第13章 暖かく和やかに
助手席のドアを閉め終えても、杏寿郎さんは私の手を離す気配はない。
「あの、杏寿郎さん」
「なんだ?」
「…なんでもありません」
一緒に健診に来れたことがよほど嬉しいのか、杏寿郎さんの笑顔はキラキラと普段以上に輝いており、"恥ずかしいから離してほしい"とは言えなかった。
「そうか?では行こう」
私の手を引いた杏寿郎さんは、なんの戸惑いもなくそのまま病院のドアをくぐり受付へと進んでいく。
「こんにちは」
受付の女の子の挨拶に対し、杏寿郎さんがスッと息を吸う。
あ、不味いかも
そう思った私は咄嗟に杏寿郎さんと繋いでいる手の力にぎゅっと力を込めた。
「…っすまない。
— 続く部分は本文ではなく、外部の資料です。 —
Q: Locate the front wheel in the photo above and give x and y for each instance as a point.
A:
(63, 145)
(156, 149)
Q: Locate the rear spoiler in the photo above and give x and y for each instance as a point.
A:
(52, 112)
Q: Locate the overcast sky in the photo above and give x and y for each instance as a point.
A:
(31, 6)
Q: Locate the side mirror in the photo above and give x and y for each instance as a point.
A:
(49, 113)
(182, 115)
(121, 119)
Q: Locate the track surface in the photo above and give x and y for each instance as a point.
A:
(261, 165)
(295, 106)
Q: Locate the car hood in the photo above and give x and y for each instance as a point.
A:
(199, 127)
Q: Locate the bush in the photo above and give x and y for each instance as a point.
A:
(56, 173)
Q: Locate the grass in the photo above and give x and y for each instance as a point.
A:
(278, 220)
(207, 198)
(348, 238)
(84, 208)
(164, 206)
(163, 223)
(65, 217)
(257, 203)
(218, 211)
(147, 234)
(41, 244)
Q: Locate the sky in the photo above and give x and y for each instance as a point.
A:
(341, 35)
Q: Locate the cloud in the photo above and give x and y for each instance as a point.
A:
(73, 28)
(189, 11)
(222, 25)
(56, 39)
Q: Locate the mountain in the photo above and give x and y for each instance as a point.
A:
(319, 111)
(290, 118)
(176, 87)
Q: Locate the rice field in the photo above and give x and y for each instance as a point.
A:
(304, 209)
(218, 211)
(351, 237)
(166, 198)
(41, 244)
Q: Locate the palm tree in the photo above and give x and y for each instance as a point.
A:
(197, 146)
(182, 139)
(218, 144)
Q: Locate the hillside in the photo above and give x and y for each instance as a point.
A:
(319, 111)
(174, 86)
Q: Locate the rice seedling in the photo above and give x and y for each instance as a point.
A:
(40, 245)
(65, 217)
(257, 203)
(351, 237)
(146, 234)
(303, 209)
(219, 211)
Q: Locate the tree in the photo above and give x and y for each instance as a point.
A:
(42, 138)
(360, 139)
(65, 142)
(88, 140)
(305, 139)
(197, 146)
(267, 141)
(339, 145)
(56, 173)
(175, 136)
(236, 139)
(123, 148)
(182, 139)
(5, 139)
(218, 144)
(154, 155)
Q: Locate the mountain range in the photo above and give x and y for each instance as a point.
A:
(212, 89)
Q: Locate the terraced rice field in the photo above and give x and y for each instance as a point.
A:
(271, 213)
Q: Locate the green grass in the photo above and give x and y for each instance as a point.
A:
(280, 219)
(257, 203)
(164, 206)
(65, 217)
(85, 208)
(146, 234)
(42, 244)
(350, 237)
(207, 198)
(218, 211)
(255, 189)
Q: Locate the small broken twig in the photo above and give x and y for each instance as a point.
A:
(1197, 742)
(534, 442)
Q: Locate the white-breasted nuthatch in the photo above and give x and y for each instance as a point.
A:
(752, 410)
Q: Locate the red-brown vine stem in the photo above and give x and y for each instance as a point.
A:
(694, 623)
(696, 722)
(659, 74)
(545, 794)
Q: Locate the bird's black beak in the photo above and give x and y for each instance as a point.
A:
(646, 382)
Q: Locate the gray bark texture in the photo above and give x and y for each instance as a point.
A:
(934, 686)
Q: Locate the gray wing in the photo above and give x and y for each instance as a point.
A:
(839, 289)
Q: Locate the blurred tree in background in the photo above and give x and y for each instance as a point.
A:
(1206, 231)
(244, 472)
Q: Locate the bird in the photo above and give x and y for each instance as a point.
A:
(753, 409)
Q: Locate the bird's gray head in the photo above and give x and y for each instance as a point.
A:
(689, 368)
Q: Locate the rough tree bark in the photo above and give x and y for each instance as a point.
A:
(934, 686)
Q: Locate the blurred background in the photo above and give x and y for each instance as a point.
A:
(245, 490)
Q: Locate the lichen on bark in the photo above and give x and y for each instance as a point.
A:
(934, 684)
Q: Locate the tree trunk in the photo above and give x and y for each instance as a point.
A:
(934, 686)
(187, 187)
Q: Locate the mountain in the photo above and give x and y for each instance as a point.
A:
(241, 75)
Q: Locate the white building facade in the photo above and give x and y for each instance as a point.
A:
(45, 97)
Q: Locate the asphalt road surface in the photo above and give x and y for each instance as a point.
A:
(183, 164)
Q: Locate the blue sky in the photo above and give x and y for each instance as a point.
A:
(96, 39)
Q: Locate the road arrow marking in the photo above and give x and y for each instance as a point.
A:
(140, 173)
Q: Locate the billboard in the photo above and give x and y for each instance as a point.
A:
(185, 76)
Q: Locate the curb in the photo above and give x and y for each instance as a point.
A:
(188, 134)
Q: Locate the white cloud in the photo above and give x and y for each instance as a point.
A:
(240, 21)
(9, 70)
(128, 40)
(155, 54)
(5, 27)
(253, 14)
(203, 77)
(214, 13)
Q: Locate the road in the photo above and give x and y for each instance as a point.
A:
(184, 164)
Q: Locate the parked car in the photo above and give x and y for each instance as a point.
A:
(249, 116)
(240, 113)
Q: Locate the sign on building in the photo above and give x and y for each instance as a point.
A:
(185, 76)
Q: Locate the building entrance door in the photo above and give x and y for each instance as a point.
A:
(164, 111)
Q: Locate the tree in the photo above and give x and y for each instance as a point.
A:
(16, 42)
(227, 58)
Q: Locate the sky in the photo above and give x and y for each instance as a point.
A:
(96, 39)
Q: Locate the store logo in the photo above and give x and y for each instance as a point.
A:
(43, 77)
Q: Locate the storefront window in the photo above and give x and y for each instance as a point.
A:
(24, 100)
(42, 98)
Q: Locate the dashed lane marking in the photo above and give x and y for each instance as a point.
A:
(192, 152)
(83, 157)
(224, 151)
緊張で思いの外、大声が出そうになった。助かった」
私の方に振り返り、杏寿郎さんはそう小声で言った。私はそんな杏寿郎さんに
「母子手帳を出すので、一旦手を離してもらっても良いですか?」
と苦笑いをしながらお願いをする。
「うむ」
離してもらった右手で鞄から母子手帳を出し、受付へと近づく。
「こんにちは」
杏寿郎さんの代わりに私が挨拶を返し、母子手帳を受付に差し出した。
「煉獄さーん。中へお入りください」
受付を済ませて20分程待つと、診察室に呼ばれる。私が立ち上がったのにならい杏寿郎さんも立ち上がり、2人並んで診察室に向かった。ドアをノックし扉を開けるといつもの通り助産師さんの姿がそこにはあった。
「あら?煉獄さん今日はご主人と一緒?」
「はい。夫の仕事の休みとたまたま重なったんです。今日は性別がわかるかもしれないと言われていたので一緒に来てもらっちゃいました」
「それは良かったわね。それじゃあ体重から測るから、こちらにどうぞ」
「はい」
体重測定を終え、お腹周りをメジャーで測られている私を杏寿郎さんがじーっと食い入るように見ている。
「…そんなに見られると、恥ずかしいんですけど」
「すまない。何せ初めて目にする光景故気になってしまってな」
助産師さんはそんな杏寿郎さんの視線を気にすることなくテキパキと計測を終え、私の母子手帳に今日の記録を記入している。
「はい、じゃあ横になってお腹お出してください」
私はその言葉に従い靴を脱ぎ、ベットに横たわり服を捲り上げお腹を出す。そんな私の様子を杏寿郎さんは相変わらず無遠慮に見ている。